Lessons from Ramapo kitchen: Children demand precisely the foods my animals reject.

 

Evidently the children resisted including food in the new experiences they were offered. I know this because the fresh fruits and veggies, whole grains, and broiled meats that were served in the beginning of the season were gradually replaced by industrially manufactured nuggets, fries, and patties. As the foods that resembled their original forms disappeared, foods that were bleached, colored, reconstituted, and molded into geometric standardization appeared.  It seems the kitchen staff succumbed to 6 – 15 year olds' preferences.

 

The pleasure of my animals' dining experiences proceeded in the reverse direction. They gulped down the fresh foods and they refused to eat hot dogs, curly fries, chicken nuggets. It is as if they don’t recognize these substances as food.

 

May I tell you a third astonishing insight?
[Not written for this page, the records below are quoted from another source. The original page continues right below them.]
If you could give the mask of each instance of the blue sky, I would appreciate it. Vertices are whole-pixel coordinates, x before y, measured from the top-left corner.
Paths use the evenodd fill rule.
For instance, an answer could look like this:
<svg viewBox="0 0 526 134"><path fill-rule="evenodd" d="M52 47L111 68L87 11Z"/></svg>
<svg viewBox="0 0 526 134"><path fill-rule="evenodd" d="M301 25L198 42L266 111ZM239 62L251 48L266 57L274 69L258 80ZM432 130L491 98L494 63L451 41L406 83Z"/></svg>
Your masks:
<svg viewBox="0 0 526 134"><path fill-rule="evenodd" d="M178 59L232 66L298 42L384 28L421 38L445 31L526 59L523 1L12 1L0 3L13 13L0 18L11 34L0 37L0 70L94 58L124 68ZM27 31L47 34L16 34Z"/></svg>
Even my compost rejects these items! 

 

If it is deep friend and battered, like onion rings, it remains for weeks undecomposed, resisting the assault of huge populations of bacteria and insects voraciously chomping and digesting all the other organic offerings. 

 

These preferences reveal the inherent good sense of organisms that are immune to the appeal of advertisers and the influence of marketers. At the same time they confirm the power of culture to divert people from their body’s built-in messaging systems. Complex humanity might take a lesson might take a lesson from a big dumb pig and tiny bacteria - they  know what's good for them.